Dozens of environmental groups submitted a letter to federal energy officials Friday pleading with them to deny funding to a New Jersey company seeking to reopen a nuclear plant in western Michigan.
In a letter Friday to US Energy Secretary Jennifer Granholm and Department of Energy officials, the groups argued that the Palisades power plant should not qualify for the Civil Nuclear Credit Program, a $6 billion fund created through the bipartisan Infrastructure Act.
That’s because Palisades will permanently close in May, according to new owner Holtec International and former owner Entergy Nuclear. The federal program provides for nuclear power reactors It should be expected to stop operations due to economic factors — which environmental groups say does not include Palisades because it no longer produces or sells electricity.

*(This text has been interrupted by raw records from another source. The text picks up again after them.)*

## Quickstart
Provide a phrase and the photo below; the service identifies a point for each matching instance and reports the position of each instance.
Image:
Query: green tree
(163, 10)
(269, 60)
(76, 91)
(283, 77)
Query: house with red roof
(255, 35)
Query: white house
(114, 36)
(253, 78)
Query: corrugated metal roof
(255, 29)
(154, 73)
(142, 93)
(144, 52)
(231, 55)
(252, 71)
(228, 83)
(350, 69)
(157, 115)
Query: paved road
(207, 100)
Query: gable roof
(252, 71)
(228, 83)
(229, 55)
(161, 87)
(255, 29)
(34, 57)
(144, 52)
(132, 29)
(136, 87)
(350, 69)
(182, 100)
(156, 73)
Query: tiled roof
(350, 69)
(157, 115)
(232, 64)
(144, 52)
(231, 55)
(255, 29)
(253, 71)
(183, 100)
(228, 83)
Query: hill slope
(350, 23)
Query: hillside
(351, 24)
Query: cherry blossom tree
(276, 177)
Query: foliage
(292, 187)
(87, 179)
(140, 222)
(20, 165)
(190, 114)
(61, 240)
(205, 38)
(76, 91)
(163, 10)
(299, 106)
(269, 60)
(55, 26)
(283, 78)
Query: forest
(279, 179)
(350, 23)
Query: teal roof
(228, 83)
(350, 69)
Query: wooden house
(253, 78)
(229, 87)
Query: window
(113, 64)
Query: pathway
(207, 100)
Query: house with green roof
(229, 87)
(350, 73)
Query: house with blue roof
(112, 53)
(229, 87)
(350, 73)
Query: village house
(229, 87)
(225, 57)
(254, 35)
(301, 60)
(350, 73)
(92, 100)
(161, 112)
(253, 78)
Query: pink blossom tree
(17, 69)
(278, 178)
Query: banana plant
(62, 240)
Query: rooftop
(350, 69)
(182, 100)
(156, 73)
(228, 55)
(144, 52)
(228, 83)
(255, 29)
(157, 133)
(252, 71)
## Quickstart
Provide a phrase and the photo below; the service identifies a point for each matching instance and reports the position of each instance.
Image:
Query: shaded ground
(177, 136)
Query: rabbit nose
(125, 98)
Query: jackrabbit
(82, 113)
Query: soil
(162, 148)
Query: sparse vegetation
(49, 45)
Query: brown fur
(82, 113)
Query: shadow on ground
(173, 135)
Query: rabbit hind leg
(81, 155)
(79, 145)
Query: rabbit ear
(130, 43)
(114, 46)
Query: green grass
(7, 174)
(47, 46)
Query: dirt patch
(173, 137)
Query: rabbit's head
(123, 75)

“It is unequivocally clear that (program visualizations) only support reactors operating under the Civil Nuclear Credit Program,” the letter from environmental groups said. “The program is simply not considering financing a closed reactor that has ended operations.”
The letter was signed by the Michigan Sierra Club, Michigan Wildlife Service, Northern Michigan Environmental Action Council, and anti-nuclear groups across Michigan and the United States.
Bringing Palisades back into the grid “would be a huge success story” for Michigan and the United States because it would provide carbon-neutral energy, said Nick Kolb, Holtech’s senior director of government affairs.
“We remain committed to working with our federal, state, and community partners throughout this process,” Kolb said in an email. “For now, our Palisades employees remain focused on a safe and timely decommissioning of the site, allowing for potential reuse.”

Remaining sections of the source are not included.